Otto Karl Werckmeister
Der grösste deutsche Künstler und der Krieg am Golf
In der Nationalgalerie
Im März und April 1991 fand in der Berliner Neuen Nationalgalerie eine grosse Ausstellung der neuesten Werke von Anselm Kiefer statt. In der offiziellen Reklame dafür wurde Kiefer der grösste lebende deutscher Künstler nach dem Tod von Joseph Beuys genannt. Knapp einen Monat zuvor, am 27. Februar 1991, war der Krieg am Persischen Golf nach fünf Wochen täglicher Luftangriffe mit einem fünf Tage dauernden Landangriff amerikanischer und alliierter Truppen siegreich beendet worden. Die neuartigsten, auffälligsten Arbeiten in der Ausstellung waren fünf ungefähr vier Meter grosse Bleiskulpturen, die Düsenflugzeuge darstellten (Abb. 1). Ihnen waren in der Eingangshalle der Nationalgalerie zwei grossformatige Tafelbilder mit den Titeln Euphrat und Tigris und Zweistromland gegenübergestellt. Daher setzte die deutsche Presse beide Ereignisse so häufig in Beziehung zueinander, dass der Künstler selbst dazu Stellung nehmen musste, obwohl die Ausstellung lange vor dem Krieg geplant worden war und obwohl Kiefer die ausgestellten Werke meist mehrere Jahre zuvor geschaffen hatte. Die Beziehung zwischen dem Krieg und der Ausstellung ist trotz ihrer Widersprüchlichkeit politisch bedeutsam. Sind es doch dieselben Eigenheiten von Kiefers Werk, die sowohl seine erstmalige Vorstellung als grösster deutscher Künstler als auch sein öffentliches Verständnis als Kommentator des Kriegs am Golf begründeten.

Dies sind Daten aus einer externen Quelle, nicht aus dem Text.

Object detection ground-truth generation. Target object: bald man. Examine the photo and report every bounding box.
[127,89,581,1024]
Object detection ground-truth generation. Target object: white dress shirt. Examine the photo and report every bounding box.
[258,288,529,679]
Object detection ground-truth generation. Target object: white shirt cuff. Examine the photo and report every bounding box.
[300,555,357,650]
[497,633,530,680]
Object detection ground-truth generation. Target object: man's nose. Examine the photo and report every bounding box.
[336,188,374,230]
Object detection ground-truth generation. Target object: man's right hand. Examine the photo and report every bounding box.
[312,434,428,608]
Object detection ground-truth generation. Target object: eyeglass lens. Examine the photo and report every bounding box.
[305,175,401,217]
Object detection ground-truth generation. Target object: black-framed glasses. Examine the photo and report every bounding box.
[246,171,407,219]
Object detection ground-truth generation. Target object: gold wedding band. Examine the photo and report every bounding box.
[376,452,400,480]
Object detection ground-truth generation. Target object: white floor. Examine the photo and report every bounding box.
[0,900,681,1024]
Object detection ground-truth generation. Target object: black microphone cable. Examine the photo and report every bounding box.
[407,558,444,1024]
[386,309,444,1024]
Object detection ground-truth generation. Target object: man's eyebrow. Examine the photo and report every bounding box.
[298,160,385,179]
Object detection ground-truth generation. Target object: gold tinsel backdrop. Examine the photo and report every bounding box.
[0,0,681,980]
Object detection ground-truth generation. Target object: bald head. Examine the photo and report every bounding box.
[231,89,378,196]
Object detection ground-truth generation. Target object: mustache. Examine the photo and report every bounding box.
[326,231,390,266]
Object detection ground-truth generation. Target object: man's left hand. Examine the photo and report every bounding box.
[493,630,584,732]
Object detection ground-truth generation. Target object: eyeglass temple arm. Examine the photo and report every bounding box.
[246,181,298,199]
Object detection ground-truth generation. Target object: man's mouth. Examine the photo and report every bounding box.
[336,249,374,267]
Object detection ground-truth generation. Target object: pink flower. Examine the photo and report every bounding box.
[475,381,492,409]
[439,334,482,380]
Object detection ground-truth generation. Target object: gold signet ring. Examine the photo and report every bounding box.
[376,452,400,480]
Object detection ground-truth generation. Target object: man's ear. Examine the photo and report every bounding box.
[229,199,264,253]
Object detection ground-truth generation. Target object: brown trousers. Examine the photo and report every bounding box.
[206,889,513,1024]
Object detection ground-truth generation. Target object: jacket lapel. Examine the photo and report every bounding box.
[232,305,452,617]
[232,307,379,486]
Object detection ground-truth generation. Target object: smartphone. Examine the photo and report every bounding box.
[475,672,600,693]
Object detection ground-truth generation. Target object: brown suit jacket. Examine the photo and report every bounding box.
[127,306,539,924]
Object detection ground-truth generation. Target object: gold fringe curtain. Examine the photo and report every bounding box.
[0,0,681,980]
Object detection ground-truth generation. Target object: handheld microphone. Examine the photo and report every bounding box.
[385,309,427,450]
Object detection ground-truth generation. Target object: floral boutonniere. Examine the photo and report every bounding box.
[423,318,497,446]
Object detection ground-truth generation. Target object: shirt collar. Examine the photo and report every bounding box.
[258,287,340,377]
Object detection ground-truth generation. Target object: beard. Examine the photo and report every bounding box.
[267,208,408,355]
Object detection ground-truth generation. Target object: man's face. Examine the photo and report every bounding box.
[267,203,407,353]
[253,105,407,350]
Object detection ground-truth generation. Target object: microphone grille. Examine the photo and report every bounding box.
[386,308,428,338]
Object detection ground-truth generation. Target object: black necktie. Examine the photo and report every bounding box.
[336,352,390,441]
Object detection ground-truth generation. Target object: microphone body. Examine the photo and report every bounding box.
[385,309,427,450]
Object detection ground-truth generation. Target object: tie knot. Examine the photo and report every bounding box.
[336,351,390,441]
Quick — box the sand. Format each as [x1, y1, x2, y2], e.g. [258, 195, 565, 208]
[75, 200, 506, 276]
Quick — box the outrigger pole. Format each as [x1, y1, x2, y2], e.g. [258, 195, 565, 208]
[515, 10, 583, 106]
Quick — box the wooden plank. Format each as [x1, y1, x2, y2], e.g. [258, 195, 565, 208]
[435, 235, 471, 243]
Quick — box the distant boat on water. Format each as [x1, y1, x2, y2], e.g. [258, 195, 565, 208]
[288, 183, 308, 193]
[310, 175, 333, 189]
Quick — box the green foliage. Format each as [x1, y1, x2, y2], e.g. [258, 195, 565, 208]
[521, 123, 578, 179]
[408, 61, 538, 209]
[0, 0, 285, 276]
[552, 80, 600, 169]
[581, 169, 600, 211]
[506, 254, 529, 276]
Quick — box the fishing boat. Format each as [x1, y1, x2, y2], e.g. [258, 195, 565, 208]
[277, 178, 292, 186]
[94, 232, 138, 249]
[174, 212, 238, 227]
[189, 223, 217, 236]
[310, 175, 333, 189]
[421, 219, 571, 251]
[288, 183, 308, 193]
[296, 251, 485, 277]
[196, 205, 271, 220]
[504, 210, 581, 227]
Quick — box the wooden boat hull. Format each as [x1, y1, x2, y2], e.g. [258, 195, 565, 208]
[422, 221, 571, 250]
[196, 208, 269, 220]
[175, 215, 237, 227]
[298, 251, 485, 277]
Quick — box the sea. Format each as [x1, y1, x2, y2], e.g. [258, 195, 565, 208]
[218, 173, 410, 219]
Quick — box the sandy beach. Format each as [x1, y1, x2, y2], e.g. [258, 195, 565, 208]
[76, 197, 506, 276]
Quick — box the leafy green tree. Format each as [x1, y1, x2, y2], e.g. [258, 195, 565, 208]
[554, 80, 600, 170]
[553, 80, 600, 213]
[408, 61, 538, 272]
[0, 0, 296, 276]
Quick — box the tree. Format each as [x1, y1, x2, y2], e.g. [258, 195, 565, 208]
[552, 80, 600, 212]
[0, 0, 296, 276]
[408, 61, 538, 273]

»Der grösste deutscheKünstler«
Bekanntlich war während der achtziger Jahre Kiefers Prestige in den USA grösser als in der Bundesrepublik. Hier wurde er gelegentlich als bedeutendster oder interessantester Künstler seit dem Zweiten Weltkrieg bezeichnet. Seine deutsche Identität gehörte zu diesem Prestige, ohne dass seine Stellung…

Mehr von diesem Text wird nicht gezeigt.